US Congressional hearings: Who hears whom and why

US Congressional hearings: Who hears whom and why

A congressional hearing is a well-developed and structured method by which members of the two houses — the Senate and the House of Representatives — collect and analyse information on various matters of interest to the polity and the country.

US Congressional hearings: Who hears whom and why
Facebook CEO Mark Zuckerberg testifying before congressional committees regarding his company’s use and protection of user data. (Source: AP Photo)

What’s a congressional hearing? How do they work?

Facebook CEO Mark Zuckerberg’s congressional testimony — before the Senate Judiciary and Commerce committees on Tuesday, and the next day before the House Energy and Commerce Committee — came in the wake of allegations that Cambridge Analytica, a company linked to President Donald Trump’s campaign, had accessed data of millions of users from the social networking site that was used to influence the 2016 US presidential election.

What is a US congressional hearing?

A congressional hearing is a well-developed and structured method by which members of the two houses — the Senate and the House of Representatives — collect and analyse information on various matters of interest to the polity and the country. There are legislative hearings, which have to do with policy measures; and oversight hearings, which monitor government programmes. Besides, Congress holds investigative hearings into suspected wrongdoings by public officials and by private citizens. Watergate, the Iran-contra deal and the attack on the US diplomatic mission in Benghazi are among the high-profile congressional hearings. More recently, the senate intelligence committee held hearings on alleged Russian meddling in the 2016 presidential elections.

Who conducts these hearings?

The hearings are conducted by committees. A committee is usually a panel of chamber members who are tasked with developing legislation, holding hearings and conducting oversight. Depending on the type of committee, they are either elected by the chamber, or appointed by the Speaker. Committees do most of the legislative work. The system is similar to the Indian parliamentary committees but far more powerful. Each committee has its own jurisdiction. There are 20 active Standing Committees in the House of Representatives and 16 in the Senate. There are also six joint committees. In addition, the House has a Permanent Select Committee on Intelligence, while the Senate has four Special committees, including one on intelligence. Committees on occasion have joint hearings, like they did for Zuckerberg’s testimony.

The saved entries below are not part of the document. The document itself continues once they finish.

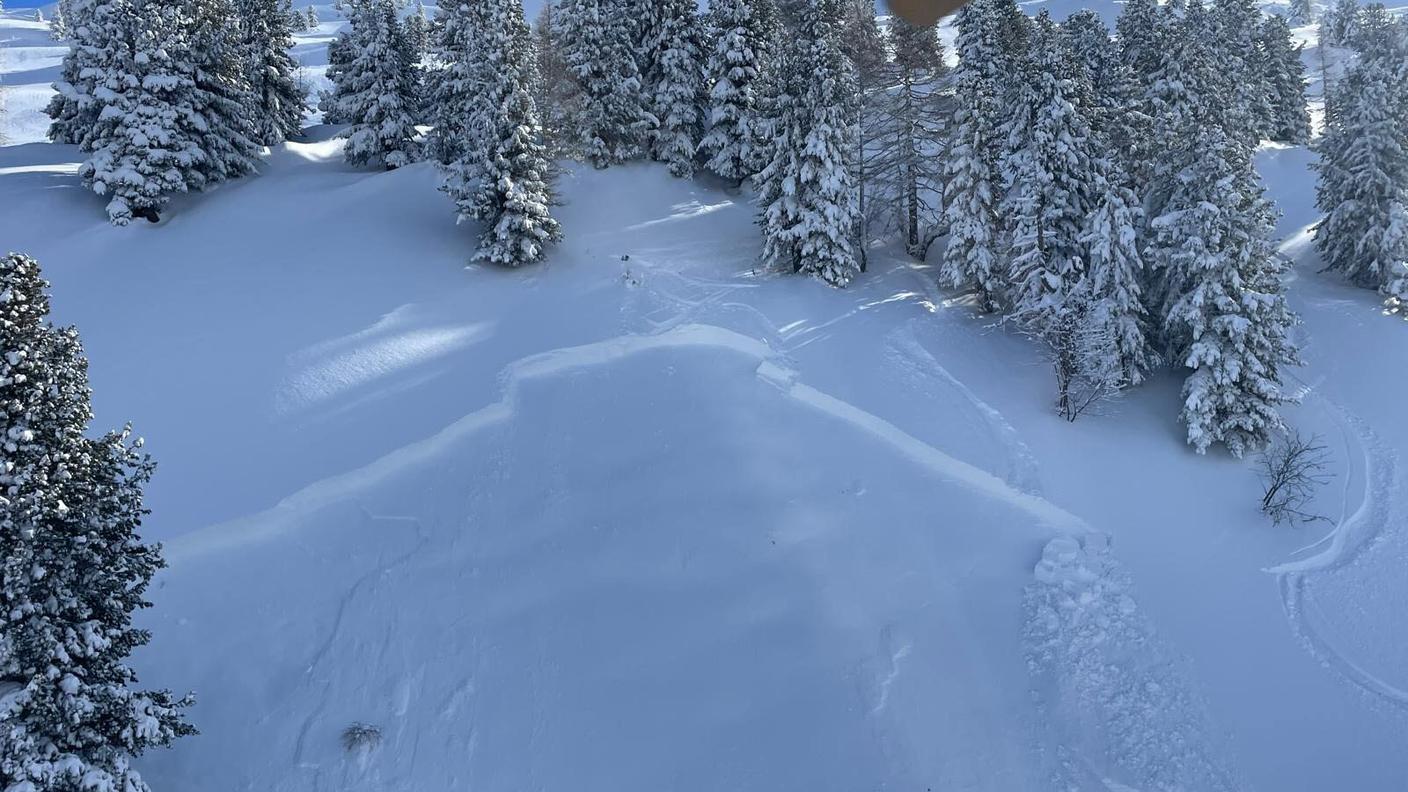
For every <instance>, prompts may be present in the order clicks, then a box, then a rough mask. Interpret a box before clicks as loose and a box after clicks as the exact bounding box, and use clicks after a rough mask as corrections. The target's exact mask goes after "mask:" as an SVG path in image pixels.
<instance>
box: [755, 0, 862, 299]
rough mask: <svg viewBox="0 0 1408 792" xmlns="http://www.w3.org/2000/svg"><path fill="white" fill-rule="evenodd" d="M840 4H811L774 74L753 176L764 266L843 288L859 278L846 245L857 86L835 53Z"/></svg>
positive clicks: (851, 66)
mask: <svg viewBox="0 0 1408 792" xmlns="http://www.w3.org/2000/svg"><path fill="white" fill-rule="evenodd" d="M836 3H838V0H817V1H815V3H814V4H812V6H811V7H810V8H808V11H807V16H805V17H804V21H803V28H801V31H798V37H797V38H796V41H793V42H791V45H790V47H788V49H787V52H786V55H784V56H783V61H781V63H780V69H781V70H783V75H781V79H780V85H781V86H783V87H784V90H783V92H781V96H787V97H791V101H788V103H786V104H781V106H779V109H780V110H781V114H780V116H777V117H776V118H774V134H776V135H777V141H776V145H774V147H773V155H772V161H770V162H769V163H767V166H766V168H763V169H762V172H759V173H758V178H756V182H758V189H759V194H758V206H759V224H760V225H762V228H763V261H765V262H766V264H769V265H772V266H779V268H787V269H791V271H793V272H805V273H810V275H814V276H817V278H821V279H822V280H825V282H826V283H831V285H832V286H845V285H846V283H849V282H850V280H852V279H853V278H855V276H856V273H857V271H859V262H857V259H856V252H855V248H853V245H852V234H853V231H855V217H856V196H855V183H853V180H852V173H853V171H852V162H850V161H849V158H850V156H852V155H853V151H855V144H853V140H852V138H853V134H855V109H856V87H855V76H853V73H852V66H850V62H849V59H848V58H846V55H845V54H843V52H842V51H841V42H839V31H838V24H836V21H835V20H836V18H838V4H836Z"/></svg>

What is their composition?


Every committee has an all-powerful chair, who is drawn from the majority party in the chamber, and “ranking” members. The minority party appoints a shadow chair. The chair decides which proposals the committee will consider first, and which can be pushed back — this is usually a political decision. A committee could typically have between a dozen and 40 members.

How do committees decide which subjects need to be heard?

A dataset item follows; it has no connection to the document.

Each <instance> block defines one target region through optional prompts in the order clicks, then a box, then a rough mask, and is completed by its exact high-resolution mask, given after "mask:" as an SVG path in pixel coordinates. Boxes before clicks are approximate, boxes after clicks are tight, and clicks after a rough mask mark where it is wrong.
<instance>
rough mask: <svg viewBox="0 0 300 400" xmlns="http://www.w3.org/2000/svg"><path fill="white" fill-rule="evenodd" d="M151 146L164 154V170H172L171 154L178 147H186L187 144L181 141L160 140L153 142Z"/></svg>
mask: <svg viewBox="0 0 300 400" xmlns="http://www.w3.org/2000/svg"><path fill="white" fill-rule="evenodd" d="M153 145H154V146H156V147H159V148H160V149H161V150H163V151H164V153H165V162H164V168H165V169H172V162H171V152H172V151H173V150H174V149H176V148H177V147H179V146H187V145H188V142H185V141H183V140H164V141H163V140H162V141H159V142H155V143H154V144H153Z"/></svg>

A committee receives many proposals for hearings from several quarters, including from members of the two chambers, but decides what it will take by assessing its “importance to the nation”, to specific political and other lobbies, and to the political leadership of the country. It also decides if the issue fits in with its own goals and the political message that it wants to send out.

Are these hearings public?

Yes, almost always. Open hearings, covered extensively by the media, are seen as a way to rally public support for or against an issue. But committees have the power to “close” a hearing for reasons of national security, or for protecting the privacy and reputation of an individual, for securing law-enforcement operations, or if the witness is to reveal information that is protected by law.

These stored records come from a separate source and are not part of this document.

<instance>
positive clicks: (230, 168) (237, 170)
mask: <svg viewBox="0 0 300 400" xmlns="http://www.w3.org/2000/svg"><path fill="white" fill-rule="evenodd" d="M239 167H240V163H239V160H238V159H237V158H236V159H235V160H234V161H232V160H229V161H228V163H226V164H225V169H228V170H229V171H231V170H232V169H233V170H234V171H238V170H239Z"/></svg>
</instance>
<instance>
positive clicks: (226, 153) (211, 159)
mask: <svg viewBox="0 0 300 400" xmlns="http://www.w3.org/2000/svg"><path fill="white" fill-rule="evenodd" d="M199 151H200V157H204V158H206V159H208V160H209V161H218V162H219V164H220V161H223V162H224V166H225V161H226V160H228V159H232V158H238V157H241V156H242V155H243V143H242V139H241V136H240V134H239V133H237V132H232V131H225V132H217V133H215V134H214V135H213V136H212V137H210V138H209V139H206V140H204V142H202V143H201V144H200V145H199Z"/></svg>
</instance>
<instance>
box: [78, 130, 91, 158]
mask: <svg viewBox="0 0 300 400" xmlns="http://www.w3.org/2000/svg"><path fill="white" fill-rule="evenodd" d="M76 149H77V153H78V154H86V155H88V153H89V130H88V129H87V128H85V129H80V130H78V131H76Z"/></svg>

Do witnesses enjoy certain rights?

Yes, they have protections granted to them by the Constitution — witnesses may refuse a committee subpoena by citing the right to free speech, assembly, or petition. They enjoy protection against self-incrimination. Several committees provide witnesses the right to have their counsel present during testimony.

What happens after the hearing?

The reports are published and become a matter of public record. But last year, the Trump administration started taking steps to ensure the classified 2014 Senate Intelligence Committee’s report on CIA torture techniques remained outside the scope of the Freedom of Information Act.

Do Indian parliamentary committees work in the same way?

The Indian system is modeled on the British parliamentary committee system. There are two kinds of committees in India, Standing committees — including financial committees, department committees, and other committees such as business advisory committees — and the ad hoc committees that are appointed for a specific purpose. One type of ad hoc committee is the joint parliamentary committee. The most high-profile of the JPCs have been investigative in nature — the JPC on Bofors, Harshad Mehta Stock Exchange scam, and the 2G spectrum case. The JPCs have summoned and questioned experts, government officials and others. Refusing a summons from a JPC constitutes contempt. However, unlike the US and British systems, India does not have a system of public hearings, and all proceedings are closed to the media.